Dass PVV-Galionsfigur Geert Wilders als Premierminister nicht vermittelbar war, mag ihn persönlich betrüben, macht inhaltlich aber keinen Unterschied. An seiner Stelle wird der parteilose Spitzenbeamte Dick Schoof nun Regierungschef. Schoof, ehemaliger Leiter von Geheimdienst und Einwanderungsbehörde, ist ein Quereinsteiger ohne Erfahrung in politischen Ämtern und hat bereits angekündigt, er werde den im Mai präsentierten Koalitionsvertrag ausführen. Dieser kombiniert Euro- und Klimaskepsis mit Kaufkraftmassnahmen, Wohnungsbauprogrammen und einer populistischen Version von mitfühlendem Konservatismus. Kernstück ist ein Migrationsabwehrprogramm; man brüstet sich, es sei das strengste Europas.
Diese Art von Rhetorik ist in dem Land, das lange stolz auf seine progressiv-liberale politische Kultur war, in den letzten zwanzig Jahren mehrheitsfähig geworden. War etwa «eigen volk eerst» (das eigene Volk geht vor) einst als rechtsextreme Parole geächtet, ist es heute weitgehend Konsens. Für einen «Asylstopp» sprachen sich in Umfragen mehrfach weit über die Hälfte der Teilnehmenden aus. Wilders selbst forderte die Bevölkerung wiederholt auf, «Widerstand» gegen die Unterbringung Geflüchteter zu leisten – mit Erfolg.

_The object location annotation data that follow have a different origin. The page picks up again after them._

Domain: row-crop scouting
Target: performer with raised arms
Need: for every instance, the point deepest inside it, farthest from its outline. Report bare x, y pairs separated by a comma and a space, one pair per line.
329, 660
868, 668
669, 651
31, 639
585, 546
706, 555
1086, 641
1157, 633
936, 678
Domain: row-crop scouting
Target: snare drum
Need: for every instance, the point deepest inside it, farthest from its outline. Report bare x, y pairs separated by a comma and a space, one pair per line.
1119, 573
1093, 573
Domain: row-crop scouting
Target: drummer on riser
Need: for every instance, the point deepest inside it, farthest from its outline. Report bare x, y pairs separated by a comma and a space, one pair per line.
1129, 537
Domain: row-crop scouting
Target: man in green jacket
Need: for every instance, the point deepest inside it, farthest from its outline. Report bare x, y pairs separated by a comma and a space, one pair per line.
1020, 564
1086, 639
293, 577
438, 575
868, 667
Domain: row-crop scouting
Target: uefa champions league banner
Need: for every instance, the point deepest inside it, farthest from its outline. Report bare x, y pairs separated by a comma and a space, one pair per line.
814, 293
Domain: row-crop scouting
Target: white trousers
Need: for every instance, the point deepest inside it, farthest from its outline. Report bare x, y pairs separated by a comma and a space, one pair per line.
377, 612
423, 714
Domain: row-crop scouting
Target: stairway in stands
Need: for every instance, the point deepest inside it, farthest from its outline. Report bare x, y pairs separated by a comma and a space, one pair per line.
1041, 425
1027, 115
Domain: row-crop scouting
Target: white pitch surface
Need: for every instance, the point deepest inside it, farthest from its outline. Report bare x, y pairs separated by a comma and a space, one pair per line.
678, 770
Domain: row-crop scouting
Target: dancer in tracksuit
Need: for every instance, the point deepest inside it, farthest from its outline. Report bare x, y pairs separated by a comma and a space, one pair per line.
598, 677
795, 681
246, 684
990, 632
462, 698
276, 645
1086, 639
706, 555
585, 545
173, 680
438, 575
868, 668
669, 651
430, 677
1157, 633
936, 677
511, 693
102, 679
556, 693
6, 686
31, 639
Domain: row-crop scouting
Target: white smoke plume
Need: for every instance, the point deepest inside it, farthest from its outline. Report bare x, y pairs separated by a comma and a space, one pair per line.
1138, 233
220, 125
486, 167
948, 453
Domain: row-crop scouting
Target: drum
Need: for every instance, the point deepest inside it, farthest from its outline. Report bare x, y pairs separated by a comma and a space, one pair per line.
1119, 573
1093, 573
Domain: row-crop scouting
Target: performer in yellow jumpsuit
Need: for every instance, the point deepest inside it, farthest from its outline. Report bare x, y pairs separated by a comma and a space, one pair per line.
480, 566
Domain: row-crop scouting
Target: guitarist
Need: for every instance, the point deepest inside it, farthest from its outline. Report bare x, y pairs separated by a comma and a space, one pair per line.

Im Wahlkampf bescheinigten ihm etablierte Medien, er sei moderater geworden, dabei warnt er regelmässig vor einem «Asyltsunami».
Die Niederlande sind ein Musterbeispiel dafür, was geschieht, wenn konservative, liberale und sozialdemokratische Parteien rechtsextreme Inhalte übernehmen, um deren Urheber:innen das Wasser abzugraben. PVV-Gesundheitsministerin Fleur Agema kündigte unlängst stolz «das rechteste Kabinett aller Zeiten – mit einem warmen sozialen Herzen» an. Das übrige Europa sollte angesichts solcher Warnungen die Ohren spitzen: Die Parallelen zu anderen Ländern sind überdeutlich.